Und als wäre das noch nicht genug, schwelgte auch die Bundesregierung in fußballerischen Erinnerungen. "Sportlich, wirtschaftlich und sicherheitspolitisch" sei die Weltmeisterschaft ein voller Erfolg gewesen, erklärte Innenminister Wolfgang Schäuble (CDU) gestern bei der Vorstellung des politischen WM-Abschlussberichts, den das Kabinett offiziell "zur Kenntnis" genommen hatte.
Fünf Monate nach den begeisternden Auftritten von Schweini, Poldi & Co lebt das Thema "noch immer", stellte Schäuble begeistert fest. Dabei hatte es wahrlich nicht Unkenrufen gemangelt. Allein die personenbezogenen Eintrittskarten waren ein heiß diskutiertes Ärgernis. Zuletzt schien gar die Sicherheit der Zuschauer akut gefährdet, wie die Stiftung Warentest bei Überprüfungen der WM-Stadien herausfand. Am Ende wurde es eine tolle und vor allem friedliche Party, die so gar nicht zur verzagten Selbstwahrnehmung der Deutschen passen wollte. Entsprechend groß war das Staunen bei den internationalen Gästen. Das Deutschlandbild im Ausland sei mit der WM enorm aufgewertet worden, konstatierte Schäuble. Die deutschen Botschaften kabelten dann auch begeisterte Kommentare ins Berliner Regierungsviertel: "Die WM hat die Marke Deutschland mehr verbessert als es eine Millionen politischer Press ekampagnen bewirkt hätte", hieß es laut Abschlussbericht zum Beispiel aus unserer Vertretung in Schweden.

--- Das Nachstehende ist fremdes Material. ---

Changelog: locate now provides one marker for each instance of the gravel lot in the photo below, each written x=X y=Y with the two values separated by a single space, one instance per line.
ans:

Und aus London kam die frohe Botschaft: "Kein Ereignis dürfte seit dem Mauerfall das Deutschland-Image so intensiv und so positiv beeinflusst haben."
Freilich sorgte die Weltmeisterschaft auch für ökonomische Impulse. So erhöhte sich der Umsatz während der WM-Wochen allein im Gastgewerbe um 300 Millionen Euro. 50 000 neue Jobs sind nach Angaben von Wirtschaftsverbänden entstanden. Die Deutsche Bahn beförderte zusätzlich 15 Millionen Reisende. Das Organisationskomitee erzielte einen Überschuss von 135 Millionen Euro vor Steuern. Allein durch den Verkauf der Eintrittskarten kamen 20 Millionen Euro mehr in die Kasse als geplant, weil die Organisatoren nur eine Stadionauslastung von 95 Prozent einkalkuliert hatten. In Wirklichkeit waren es nahezu 100 Prozent.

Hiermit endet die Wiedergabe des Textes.